Although the song was a hit, Bean turned down a career as a Motown singer to create his own church and help with the AIDS movement.
In 1982 Bean founded the Unity Fellowship of Christ Church for black LGBT congregants and in 1985 the minister founded the Minority Aids Project which was the first community organisation to focus on the spread of AIDS in the black community.
Tributes Flood Social Media
Many from the LGBTQIA+ community and HIV/AIDS activists took to social media to mourn the loss of Bean.
RIP Archbishop, Carl Bean – AIDS activist, hugely important advocate for the LGBTQ movement and of course responsible for making the iconic ‘I Was Born This Way’ a classic. ✊#carlbean #iwasbornthisway #motownrecords #westendrecords pic.twitter.com/oQd1xZok7J
— Faith Fanzine (@FaithFanzine) September 8, 2021
American politician Maxine Waters, who in 1997 worked alongside Bean to provide $1 million in AIDS funding also tweeted mourning the loss of the gay activist.

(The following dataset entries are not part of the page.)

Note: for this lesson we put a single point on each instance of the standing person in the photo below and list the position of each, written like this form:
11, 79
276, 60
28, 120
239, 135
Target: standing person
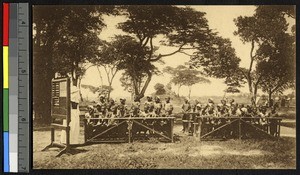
168, 107
193, 106
157, 106
186, 108
135, 108
122, 108
112, 111
102, 106
148, 106
75, 120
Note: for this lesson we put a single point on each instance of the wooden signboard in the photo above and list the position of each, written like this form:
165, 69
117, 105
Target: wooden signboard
60, 100
60, 111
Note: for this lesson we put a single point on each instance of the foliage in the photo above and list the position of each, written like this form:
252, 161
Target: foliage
266, 30
185, 76
181, 27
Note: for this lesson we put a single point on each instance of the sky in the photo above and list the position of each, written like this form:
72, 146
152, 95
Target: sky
220, 19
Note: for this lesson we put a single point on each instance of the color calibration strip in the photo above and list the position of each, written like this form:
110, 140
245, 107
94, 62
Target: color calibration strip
13, 87
16, 87
6, 87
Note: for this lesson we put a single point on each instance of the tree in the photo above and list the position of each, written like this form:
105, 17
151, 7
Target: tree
184, 76
62, 42
159, 88
278, 69
219, 61
260, 30
181, 27
108, 58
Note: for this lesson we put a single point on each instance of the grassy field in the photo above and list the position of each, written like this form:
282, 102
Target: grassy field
186, 153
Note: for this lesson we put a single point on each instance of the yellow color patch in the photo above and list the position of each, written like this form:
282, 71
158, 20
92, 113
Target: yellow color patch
5, 66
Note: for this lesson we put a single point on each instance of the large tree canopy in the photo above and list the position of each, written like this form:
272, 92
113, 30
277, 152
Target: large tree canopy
185, 76
271, 46
181, 28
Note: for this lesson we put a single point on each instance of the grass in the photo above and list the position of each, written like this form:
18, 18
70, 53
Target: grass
186, 153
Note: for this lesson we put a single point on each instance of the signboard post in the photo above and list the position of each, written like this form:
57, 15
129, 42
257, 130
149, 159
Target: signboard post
60, 112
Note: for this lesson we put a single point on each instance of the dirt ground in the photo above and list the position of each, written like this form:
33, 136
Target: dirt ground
186, 153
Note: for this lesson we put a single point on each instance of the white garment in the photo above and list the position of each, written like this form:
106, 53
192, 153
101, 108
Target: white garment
75, 126
63, 133
75, 120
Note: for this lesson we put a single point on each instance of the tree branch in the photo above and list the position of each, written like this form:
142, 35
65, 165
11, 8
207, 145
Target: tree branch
169, 54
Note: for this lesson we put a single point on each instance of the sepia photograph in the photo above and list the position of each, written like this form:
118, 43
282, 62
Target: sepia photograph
164, 86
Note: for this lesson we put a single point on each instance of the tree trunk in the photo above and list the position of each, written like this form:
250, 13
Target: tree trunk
109, 90
178, 90
79, 88
190, 90
141, 94
270, 98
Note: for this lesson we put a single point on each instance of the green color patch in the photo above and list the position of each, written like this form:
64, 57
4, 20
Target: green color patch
5, 109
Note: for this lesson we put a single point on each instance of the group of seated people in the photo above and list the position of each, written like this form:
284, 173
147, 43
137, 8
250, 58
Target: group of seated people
216, 114
228, 108
110, 109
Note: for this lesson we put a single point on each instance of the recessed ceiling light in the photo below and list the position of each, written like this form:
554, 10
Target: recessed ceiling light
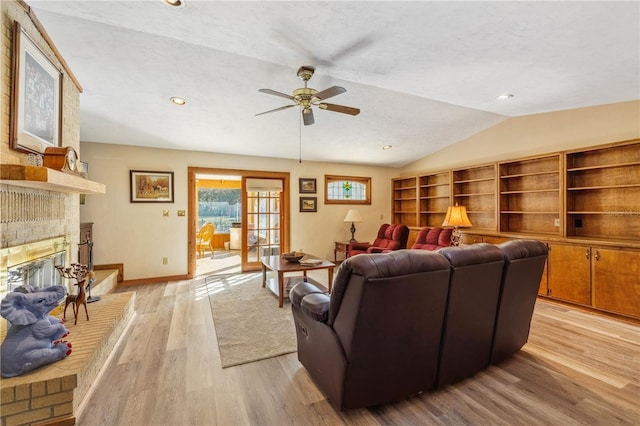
505, 96
174, 3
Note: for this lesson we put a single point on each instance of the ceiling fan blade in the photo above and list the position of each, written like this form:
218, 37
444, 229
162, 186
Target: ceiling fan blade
307, 116
274, 110
340, 108
331, 91
273, 92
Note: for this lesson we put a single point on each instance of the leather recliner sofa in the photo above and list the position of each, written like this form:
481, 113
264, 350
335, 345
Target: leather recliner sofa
390, 237
385, 332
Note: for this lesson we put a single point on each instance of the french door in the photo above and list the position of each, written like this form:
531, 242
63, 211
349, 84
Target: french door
265, 208
262, 232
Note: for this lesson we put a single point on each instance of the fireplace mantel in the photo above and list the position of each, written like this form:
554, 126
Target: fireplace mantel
48, 179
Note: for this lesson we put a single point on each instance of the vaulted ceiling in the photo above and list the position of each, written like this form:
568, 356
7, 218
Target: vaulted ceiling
425, 74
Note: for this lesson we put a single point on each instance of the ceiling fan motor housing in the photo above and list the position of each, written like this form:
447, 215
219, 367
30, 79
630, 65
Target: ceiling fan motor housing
305, 72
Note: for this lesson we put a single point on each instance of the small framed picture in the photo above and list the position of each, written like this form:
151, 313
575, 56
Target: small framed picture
151, 187
37, 97
307, 186
308, 204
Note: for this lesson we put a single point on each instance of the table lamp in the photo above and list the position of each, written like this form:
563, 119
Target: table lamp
353, 216
457, 218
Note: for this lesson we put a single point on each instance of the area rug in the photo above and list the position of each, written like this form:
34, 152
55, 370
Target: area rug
248, 322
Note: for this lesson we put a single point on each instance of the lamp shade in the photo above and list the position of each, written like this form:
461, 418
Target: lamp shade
456, 216
353, 215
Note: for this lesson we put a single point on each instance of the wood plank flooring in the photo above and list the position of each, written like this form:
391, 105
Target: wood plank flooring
578, 368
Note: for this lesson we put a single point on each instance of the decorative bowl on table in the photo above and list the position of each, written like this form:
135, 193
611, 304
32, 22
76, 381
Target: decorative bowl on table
293, 257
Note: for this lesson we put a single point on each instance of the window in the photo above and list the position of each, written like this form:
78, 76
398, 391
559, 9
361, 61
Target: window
347, 190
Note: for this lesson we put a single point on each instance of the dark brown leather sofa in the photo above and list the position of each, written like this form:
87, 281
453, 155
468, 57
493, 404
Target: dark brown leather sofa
390, 237
377, 338
390, 327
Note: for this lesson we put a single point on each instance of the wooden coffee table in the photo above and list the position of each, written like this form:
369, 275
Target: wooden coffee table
281, 266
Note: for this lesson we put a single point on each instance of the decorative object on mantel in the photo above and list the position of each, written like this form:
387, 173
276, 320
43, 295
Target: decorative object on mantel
457, 218
151, 187
24, 348
64, 159
34, 160
353, 216
37, 104
78, 272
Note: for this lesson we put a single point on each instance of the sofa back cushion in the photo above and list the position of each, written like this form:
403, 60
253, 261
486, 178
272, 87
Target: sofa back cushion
523, 268
387, 311
432, 238
476, 276
392, 237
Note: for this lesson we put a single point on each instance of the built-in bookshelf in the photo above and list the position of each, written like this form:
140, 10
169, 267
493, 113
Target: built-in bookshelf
475, 188
434, 198
530, 196
404, 201
584, 204
603, 192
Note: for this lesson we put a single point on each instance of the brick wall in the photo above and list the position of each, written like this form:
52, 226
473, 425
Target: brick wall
36, 401
16, 232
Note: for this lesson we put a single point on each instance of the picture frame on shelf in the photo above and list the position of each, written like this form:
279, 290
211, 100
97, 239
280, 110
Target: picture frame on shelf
151, 187
308, 204
36, 107
307, 185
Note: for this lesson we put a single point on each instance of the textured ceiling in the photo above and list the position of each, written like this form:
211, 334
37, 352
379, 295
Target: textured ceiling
424, 74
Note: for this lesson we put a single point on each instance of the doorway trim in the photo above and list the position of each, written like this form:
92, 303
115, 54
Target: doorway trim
192, 215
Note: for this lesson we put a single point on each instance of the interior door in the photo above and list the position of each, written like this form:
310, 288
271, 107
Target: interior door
262, 233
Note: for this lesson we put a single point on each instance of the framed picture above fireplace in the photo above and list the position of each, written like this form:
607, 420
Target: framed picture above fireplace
151, 187
36, 108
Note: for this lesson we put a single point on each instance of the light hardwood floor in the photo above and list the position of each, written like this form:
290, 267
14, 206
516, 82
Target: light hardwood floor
578, 368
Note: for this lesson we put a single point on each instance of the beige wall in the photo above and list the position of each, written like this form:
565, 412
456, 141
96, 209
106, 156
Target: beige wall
139, 236
538, 134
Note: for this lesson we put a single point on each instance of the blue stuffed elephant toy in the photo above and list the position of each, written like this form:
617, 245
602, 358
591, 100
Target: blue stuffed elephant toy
33, 339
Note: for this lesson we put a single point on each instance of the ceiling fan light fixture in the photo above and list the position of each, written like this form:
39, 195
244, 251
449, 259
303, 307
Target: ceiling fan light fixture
505, 96
178, 101
174, 3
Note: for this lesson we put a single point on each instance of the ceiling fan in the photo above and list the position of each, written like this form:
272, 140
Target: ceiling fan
307, 97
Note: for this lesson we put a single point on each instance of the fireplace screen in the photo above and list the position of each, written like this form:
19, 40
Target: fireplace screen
39, 272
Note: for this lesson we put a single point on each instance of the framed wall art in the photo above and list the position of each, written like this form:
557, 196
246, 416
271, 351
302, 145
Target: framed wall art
308, 204
307, 186
151, 187
36, 109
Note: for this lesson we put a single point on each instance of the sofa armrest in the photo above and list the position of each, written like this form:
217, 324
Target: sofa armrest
359, 246
300, 290
316, 306
374, 249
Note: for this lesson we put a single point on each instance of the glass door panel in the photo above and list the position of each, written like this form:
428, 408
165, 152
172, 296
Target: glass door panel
263, 234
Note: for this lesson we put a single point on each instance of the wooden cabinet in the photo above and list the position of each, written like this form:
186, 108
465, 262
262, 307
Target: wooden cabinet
475, 188
603, 193
599, 277
530, 196
434, 198
569, 273
616, 280
404, 201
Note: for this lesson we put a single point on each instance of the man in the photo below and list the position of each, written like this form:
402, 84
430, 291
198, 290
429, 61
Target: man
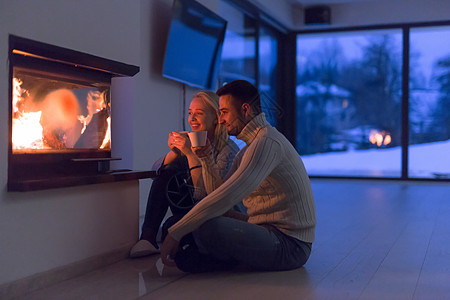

My dear friend, Archbishop Carl Bean, the founder of Minority AIDS Project LA & a leader who helped awaken America to the AIDS pandemic, has passed. We worked together to initiate minority AIDS funding in the federal budget that has helped save countless lives. RIP my friend.
— Maxine Waters (@RepMaxineWaters) September 8, 2021
“My dear friend, Archbishop Carl Bean, the founder of Minority AIDS Project LA & a leader who helped awaken America to the AIDS pandemic, has passed. We worked together to initiate minority AIDS funding in the federal budget that has helped save countless lives. RIP my friend, “ the tweet said.